I wanted to capture how I felt in the moment, so I took out my phone, opened my Notes, and wrote this down:
Time has passed. We’re all a little older. But I still think you’re pretty. I see you as I saw you then. But now you have the grace of time and the blessing of experience, and you are funny and you are kind. You bring out the best in me.
I can’t decipher that much more than to say I mean it. And since then I’ve carried a certain lightheartedness into most everything I do. I feel like I had to come back to understand that nothing you love is ever gone and if anything you feel it stronger in memory. I feel like I had to come back to reconnect with a part of myself I had stifled purposefully when I graduated because I thought it was the right thing to do. I feel like I had to come back to break down the dichotomy of college versus the ‘real world’ (they are both real) and to be an earlier version of myself (if only temporarily) and recognize again the parts that I like and want to keep (in particular, a generous sense of humor). I feel like I had to come back to see old friends and feel old feelings and spend a three-day interlude outside of this chapter of my life. It wasn’t so much re-reading a previous chapter as it was picking up a new book by a favorite author.
There’s one more thing I want to add, which is for Angela Zhang, who has consistently pushed my thinking on topics like these and has contributed as much if not more to my personal growth than anybody else. Angela, you already know a lot about the power of interludes (send me a postcard from China), but I want to add something to our understanding: They make us feel young again. I think this is because — in varying degrees — they connect us with who we were, show us who we are, and tease us with who we could be. Put another way: this interlude made me feel young again because of all the different versions of myself I got to be. Conversely, I’ve come to believe that getting older is the process of letting go. Getting older is realizing how many lives you will not lead. But it isn’t linear. And it isn’t inevitable. And it isn’t even an effect of time, not entirely anyway. It’s how you choose to live. So love more. Think more. Try to be surprised. Embrace interludes. Be nostalgic. Laugh often. Go for walks. Appreciate beauty. Cry everyday. Write things down.
Footnotes:
*If I had to pick a single metric to serve as a proxy for human satisfaction, it would be the percentage decrease in iPhone screen time.

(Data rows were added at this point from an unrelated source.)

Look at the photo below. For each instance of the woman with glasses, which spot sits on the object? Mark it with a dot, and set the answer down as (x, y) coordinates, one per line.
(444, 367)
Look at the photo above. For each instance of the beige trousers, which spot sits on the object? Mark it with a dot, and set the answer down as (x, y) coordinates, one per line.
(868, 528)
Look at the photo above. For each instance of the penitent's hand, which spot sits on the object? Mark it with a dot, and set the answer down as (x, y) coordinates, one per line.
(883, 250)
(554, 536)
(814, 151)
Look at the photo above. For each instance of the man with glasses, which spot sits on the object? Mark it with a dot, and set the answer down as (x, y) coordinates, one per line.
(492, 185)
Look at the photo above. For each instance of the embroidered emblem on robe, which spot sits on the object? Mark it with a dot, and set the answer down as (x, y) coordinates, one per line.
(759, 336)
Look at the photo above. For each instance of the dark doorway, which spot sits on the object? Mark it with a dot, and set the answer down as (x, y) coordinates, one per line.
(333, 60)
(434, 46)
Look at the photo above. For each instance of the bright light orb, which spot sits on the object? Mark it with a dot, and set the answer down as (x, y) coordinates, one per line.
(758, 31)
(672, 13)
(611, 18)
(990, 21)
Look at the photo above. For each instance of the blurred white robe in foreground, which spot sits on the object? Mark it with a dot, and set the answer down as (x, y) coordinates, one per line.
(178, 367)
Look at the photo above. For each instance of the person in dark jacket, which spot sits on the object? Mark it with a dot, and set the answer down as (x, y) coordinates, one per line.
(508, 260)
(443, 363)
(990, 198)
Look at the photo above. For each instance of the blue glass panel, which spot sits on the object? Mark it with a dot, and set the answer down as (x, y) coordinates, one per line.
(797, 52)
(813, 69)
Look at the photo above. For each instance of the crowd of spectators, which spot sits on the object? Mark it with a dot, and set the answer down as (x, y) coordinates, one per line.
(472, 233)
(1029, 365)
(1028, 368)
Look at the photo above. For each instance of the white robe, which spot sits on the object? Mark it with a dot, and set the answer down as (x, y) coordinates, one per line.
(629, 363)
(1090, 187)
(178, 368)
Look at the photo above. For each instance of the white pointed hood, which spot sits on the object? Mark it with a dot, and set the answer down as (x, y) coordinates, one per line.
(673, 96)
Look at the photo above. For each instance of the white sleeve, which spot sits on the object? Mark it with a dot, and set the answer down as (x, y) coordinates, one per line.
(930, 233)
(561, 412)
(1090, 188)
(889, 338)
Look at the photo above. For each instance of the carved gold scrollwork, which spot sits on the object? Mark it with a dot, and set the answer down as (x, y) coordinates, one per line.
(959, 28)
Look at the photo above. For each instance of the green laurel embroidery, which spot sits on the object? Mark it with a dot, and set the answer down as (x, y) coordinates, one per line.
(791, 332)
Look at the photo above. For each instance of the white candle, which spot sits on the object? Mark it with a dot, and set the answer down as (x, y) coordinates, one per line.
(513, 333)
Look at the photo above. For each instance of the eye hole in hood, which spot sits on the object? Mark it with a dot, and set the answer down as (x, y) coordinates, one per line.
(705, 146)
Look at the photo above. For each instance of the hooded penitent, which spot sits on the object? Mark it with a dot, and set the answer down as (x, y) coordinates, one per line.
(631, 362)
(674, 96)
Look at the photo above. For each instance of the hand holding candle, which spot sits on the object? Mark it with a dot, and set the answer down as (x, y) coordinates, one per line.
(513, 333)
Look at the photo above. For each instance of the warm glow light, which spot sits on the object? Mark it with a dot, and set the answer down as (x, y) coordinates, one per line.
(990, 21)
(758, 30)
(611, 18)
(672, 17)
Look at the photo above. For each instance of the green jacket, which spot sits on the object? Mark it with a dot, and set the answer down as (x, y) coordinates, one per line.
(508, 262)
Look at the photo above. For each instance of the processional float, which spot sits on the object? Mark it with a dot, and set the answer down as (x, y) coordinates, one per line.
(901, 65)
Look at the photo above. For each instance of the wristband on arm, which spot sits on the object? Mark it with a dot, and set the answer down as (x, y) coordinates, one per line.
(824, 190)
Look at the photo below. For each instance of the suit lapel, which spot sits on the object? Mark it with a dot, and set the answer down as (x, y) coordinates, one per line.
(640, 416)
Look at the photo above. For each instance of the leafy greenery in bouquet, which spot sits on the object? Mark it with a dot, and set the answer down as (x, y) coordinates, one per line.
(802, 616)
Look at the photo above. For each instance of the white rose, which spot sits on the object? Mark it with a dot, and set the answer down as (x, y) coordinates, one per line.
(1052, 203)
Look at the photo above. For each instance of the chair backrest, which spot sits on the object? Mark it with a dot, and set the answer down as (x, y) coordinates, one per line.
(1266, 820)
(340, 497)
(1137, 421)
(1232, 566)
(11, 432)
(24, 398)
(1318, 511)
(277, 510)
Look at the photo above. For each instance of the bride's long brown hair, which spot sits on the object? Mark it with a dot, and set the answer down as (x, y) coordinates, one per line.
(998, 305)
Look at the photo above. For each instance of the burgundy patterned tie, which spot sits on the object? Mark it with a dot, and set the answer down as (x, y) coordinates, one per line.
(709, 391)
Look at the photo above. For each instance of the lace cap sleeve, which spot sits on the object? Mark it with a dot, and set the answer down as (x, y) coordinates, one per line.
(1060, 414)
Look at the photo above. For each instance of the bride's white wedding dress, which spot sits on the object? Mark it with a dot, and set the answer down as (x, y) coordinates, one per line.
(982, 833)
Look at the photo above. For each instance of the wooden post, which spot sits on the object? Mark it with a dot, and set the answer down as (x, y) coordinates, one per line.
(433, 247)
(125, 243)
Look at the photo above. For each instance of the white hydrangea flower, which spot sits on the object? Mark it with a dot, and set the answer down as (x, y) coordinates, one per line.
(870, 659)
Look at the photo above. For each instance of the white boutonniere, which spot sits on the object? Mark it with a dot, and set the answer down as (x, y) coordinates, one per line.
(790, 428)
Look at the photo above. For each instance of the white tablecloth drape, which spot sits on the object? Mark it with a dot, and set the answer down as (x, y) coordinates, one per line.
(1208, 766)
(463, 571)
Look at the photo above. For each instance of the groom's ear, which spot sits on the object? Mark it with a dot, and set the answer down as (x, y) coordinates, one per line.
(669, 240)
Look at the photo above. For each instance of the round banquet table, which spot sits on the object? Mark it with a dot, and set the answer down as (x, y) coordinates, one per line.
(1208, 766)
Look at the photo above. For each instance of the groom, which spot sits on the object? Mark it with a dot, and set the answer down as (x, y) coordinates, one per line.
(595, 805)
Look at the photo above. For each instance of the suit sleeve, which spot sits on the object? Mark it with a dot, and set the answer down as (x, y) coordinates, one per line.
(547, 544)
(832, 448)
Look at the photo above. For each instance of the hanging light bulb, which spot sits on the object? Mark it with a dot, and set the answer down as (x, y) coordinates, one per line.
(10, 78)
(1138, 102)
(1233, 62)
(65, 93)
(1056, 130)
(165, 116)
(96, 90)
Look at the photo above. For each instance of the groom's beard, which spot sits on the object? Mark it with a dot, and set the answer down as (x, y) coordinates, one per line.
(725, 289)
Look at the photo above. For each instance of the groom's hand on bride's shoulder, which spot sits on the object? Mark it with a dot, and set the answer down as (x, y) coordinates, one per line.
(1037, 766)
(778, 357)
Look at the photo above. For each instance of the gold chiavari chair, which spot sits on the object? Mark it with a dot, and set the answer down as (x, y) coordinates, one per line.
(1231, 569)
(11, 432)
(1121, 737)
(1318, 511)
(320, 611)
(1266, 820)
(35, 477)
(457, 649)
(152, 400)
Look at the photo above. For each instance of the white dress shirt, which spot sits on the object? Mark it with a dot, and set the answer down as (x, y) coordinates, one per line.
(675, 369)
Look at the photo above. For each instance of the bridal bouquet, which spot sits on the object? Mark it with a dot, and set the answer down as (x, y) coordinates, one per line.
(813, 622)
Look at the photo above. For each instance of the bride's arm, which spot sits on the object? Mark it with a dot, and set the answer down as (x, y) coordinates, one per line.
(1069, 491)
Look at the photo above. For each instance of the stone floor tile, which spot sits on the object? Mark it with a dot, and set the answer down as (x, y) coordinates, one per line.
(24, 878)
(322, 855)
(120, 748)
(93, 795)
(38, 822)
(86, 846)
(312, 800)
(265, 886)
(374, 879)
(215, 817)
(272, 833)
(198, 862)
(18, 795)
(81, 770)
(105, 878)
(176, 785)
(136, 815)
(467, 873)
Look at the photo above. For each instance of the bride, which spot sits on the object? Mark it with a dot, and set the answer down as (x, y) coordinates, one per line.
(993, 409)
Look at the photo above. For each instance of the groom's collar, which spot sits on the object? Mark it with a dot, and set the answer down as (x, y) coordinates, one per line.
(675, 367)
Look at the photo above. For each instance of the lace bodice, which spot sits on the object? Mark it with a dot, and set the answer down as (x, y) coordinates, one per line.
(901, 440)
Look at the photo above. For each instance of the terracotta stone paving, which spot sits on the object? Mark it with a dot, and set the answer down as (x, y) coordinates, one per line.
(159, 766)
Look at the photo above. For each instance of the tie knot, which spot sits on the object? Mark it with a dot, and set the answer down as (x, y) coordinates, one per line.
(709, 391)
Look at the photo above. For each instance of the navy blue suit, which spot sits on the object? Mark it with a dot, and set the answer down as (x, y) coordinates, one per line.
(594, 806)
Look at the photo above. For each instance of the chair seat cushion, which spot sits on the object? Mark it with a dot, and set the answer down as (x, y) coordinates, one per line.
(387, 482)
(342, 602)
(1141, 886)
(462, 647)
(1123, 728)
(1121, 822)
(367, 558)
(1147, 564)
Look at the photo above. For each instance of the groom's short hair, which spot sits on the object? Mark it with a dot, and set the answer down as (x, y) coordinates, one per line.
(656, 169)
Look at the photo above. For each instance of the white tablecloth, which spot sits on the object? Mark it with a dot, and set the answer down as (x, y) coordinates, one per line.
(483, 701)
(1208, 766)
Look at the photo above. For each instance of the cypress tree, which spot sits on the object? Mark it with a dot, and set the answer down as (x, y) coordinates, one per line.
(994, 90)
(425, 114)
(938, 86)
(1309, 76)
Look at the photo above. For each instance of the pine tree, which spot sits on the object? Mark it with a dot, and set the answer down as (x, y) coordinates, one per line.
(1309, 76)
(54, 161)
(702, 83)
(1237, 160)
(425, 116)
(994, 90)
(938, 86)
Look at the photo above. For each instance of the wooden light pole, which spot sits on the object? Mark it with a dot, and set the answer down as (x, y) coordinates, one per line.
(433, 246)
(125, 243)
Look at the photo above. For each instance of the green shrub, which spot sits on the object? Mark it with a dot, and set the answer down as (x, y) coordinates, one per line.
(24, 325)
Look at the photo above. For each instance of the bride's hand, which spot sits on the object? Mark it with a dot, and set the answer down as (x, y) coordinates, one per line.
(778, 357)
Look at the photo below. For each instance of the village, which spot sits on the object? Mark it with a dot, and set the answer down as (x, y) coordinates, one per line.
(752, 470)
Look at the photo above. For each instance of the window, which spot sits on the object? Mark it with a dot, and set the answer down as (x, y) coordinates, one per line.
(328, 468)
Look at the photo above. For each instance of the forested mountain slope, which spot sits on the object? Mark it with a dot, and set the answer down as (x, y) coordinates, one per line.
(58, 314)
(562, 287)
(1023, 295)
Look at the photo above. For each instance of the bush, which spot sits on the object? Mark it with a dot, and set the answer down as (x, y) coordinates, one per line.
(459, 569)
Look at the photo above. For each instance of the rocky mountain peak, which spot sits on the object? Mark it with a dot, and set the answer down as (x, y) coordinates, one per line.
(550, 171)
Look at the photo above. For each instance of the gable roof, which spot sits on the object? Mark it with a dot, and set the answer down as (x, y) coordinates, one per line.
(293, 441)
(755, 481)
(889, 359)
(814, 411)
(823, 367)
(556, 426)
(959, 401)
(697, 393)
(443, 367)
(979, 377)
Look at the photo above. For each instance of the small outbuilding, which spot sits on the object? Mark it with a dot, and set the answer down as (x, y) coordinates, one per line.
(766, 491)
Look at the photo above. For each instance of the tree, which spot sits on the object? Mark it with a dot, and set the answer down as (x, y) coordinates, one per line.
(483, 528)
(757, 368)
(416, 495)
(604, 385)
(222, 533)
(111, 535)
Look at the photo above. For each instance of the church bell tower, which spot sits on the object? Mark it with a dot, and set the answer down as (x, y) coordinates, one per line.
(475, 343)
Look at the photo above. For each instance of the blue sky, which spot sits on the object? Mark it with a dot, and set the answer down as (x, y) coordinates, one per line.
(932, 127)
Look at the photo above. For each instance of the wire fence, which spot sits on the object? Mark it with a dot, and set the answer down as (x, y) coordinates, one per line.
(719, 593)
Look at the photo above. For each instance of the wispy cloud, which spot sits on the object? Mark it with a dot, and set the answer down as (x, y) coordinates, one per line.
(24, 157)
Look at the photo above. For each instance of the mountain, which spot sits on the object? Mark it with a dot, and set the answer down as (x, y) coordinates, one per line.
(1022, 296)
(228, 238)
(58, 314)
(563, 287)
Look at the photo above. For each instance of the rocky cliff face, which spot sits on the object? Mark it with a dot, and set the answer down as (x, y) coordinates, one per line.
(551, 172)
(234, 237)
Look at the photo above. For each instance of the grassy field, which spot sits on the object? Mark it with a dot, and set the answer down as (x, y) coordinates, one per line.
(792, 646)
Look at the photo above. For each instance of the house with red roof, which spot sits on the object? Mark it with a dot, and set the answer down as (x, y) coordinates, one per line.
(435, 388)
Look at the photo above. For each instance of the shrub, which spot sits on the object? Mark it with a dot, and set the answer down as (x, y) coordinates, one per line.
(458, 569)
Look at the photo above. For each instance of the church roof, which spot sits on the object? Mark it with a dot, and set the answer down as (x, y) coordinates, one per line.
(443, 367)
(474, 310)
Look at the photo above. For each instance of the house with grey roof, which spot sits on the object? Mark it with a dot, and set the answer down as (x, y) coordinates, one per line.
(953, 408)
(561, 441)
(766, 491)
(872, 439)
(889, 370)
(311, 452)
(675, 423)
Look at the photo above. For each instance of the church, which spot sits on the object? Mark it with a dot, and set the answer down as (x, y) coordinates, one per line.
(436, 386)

**and to stream the tail-end of Eliud Kipchoge’s historic sub-2 hour marathon.
***The other reason time seems to speed up is that every additional year you live comprises less of your total lived experience. When you turn 1, your first year of life (Y1) comprises 100% of your lived experience (Y 1= life). When you turn 2, your second year of life (Y2) comprises 50% of your lived experience (Y1 + Y2 = life). By 3 it is 33% (Y1 + Y2 + Y3 = life) and so on so that each year feels shorter than the first relative to your entire experience of time.
****Not a typo. For readers unfamiliar with the ever-ongoing efficient compression of language, “what do” means “what do we do” but with fewer steps.